Kettlebell Exercises – Challenge Both the Muscular and Cardiovascular Systems

Since Kettlebells are #9 on my list of How to Create an Inexpensive Home Gym, I thought I would explain why and what you can do with them.

For those who do not know what a kettlebell is exactly, it’s a cast iron weight, which looks similar to a cannonball with a handle. These exercise tools have become extremely popular. Exercises with kettlebells help increase strength, endurance, and balance. They challenge the muscular system and the cardiovascular system.

Kettlebell Safety is Always Important

Just like using weight machines, there are a few rules of safety to follow when working out with kettlebells weights. As always, it is very important to stretch before using weights to loosen each muscle group and prepare them to be lifting extra weight.

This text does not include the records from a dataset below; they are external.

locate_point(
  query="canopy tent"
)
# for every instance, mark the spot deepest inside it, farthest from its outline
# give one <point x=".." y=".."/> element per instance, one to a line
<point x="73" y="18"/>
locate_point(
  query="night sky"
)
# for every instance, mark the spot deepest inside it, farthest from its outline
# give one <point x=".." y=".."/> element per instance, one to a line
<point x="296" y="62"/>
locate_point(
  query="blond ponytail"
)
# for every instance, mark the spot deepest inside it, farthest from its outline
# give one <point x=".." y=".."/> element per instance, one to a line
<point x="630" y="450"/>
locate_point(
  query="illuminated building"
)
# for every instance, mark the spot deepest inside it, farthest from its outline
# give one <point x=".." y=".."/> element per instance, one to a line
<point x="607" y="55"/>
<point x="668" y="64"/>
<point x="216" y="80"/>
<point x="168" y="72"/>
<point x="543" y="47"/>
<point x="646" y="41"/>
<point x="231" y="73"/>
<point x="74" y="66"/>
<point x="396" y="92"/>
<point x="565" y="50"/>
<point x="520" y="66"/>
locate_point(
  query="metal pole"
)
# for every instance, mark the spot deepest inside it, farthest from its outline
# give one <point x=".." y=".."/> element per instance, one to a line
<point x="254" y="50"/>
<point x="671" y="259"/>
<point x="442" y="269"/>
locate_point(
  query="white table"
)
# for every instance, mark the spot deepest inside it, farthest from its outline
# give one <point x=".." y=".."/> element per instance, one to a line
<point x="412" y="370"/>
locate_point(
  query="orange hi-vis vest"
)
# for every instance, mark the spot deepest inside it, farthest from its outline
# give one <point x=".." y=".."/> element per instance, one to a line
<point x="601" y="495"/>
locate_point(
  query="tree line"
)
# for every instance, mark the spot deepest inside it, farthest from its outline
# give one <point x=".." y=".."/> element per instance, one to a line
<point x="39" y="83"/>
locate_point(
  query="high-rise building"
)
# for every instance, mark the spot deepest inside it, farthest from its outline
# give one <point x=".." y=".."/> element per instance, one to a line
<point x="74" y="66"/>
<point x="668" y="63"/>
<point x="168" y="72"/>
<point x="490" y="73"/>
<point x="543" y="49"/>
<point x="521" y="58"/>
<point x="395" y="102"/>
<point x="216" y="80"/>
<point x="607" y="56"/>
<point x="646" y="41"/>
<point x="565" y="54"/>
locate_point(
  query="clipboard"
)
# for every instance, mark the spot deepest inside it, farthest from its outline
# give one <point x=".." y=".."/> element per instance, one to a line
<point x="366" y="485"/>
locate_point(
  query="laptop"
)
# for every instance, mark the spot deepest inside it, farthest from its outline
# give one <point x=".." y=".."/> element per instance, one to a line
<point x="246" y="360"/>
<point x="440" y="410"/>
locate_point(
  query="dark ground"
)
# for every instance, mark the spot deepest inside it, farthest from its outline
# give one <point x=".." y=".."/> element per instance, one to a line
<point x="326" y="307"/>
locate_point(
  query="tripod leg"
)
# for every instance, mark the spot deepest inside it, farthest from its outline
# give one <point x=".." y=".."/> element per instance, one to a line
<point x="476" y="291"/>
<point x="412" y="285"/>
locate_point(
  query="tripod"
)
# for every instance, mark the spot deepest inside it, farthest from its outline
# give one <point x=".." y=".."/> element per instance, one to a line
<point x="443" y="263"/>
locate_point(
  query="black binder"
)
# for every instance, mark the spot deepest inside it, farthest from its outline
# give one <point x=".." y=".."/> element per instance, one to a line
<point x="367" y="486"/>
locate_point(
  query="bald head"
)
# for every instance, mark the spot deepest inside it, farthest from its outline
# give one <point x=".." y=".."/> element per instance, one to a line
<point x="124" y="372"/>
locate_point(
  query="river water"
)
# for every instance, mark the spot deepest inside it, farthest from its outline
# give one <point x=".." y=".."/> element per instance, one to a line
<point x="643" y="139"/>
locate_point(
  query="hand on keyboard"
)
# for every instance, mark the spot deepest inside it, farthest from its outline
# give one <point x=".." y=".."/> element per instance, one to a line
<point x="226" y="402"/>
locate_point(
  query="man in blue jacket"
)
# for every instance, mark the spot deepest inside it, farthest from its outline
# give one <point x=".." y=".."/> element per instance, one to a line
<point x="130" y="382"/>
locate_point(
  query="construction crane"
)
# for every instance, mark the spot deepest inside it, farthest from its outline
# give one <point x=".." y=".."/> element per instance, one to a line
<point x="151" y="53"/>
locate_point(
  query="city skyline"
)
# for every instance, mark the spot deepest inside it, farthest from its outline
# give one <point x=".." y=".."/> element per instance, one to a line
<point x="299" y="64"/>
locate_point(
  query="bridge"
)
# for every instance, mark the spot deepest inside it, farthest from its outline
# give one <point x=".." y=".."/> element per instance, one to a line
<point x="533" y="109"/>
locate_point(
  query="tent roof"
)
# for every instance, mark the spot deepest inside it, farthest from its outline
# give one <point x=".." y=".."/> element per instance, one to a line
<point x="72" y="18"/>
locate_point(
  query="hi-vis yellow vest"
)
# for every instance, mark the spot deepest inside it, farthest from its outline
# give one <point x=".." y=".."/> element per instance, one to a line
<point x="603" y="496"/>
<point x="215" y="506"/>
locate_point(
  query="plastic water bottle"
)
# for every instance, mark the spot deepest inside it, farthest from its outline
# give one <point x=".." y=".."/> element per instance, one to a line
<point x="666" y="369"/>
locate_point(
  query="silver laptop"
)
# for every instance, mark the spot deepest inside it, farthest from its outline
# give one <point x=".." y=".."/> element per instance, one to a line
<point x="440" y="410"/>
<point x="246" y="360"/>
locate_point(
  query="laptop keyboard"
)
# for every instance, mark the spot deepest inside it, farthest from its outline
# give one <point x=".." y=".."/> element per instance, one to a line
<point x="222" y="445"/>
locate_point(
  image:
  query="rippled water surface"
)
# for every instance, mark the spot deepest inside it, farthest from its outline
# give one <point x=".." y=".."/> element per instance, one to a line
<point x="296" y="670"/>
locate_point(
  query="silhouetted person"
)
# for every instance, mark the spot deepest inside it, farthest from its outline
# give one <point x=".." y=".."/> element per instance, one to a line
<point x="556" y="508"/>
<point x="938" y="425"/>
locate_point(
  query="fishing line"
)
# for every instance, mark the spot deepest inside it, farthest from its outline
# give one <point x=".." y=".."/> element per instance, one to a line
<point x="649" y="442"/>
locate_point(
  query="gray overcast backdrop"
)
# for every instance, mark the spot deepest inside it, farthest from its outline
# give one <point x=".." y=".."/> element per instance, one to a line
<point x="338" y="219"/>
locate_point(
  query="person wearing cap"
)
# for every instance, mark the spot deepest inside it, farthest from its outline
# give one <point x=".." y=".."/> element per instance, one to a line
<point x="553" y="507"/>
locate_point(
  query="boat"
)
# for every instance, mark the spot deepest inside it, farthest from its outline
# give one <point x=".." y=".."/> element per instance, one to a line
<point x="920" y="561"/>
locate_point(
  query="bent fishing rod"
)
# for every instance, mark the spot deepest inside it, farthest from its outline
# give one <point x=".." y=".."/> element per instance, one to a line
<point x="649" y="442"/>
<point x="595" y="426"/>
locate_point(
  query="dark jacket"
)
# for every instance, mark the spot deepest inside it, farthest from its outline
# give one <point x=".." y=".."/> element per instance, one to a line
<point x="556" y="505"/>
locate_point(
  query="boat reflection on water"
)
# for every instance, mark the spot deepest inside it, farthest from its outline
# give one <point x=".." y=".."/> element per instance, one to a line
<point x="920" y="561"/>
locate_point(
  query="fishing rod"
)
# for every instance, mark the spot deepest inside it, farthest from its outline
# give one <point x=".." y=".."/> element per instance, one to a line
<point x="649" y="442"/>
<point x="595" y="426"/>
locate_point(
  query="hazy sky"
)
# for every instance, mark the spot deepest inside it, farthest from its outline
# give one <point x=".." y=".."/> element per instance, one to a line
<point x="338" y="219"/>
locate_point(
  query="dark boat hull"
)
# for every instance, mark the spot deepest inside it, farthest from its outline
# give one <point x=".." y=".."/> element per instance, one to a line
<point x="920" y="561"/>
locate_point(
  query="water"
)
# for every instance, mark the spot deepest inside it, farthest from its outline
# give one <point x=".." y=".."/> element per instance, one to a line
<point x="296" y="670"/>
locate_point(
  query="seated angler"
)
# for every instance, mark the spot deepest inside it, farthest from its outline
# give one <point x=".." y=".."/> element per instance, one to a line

If you do not stretch before using any weight, tears, strain and other injuries can happen to your muscles.

Always learn how to perform each exercise before attempting. Practice without the kettlebells in your hands first and perform the exercise. Once you feel you have the correct form and technique, then you may add the kettlebells to your exercise. Using the correct form will result in more effective workouts, unlike when you perform them with the wrong form, which can lead to injuries or just no results.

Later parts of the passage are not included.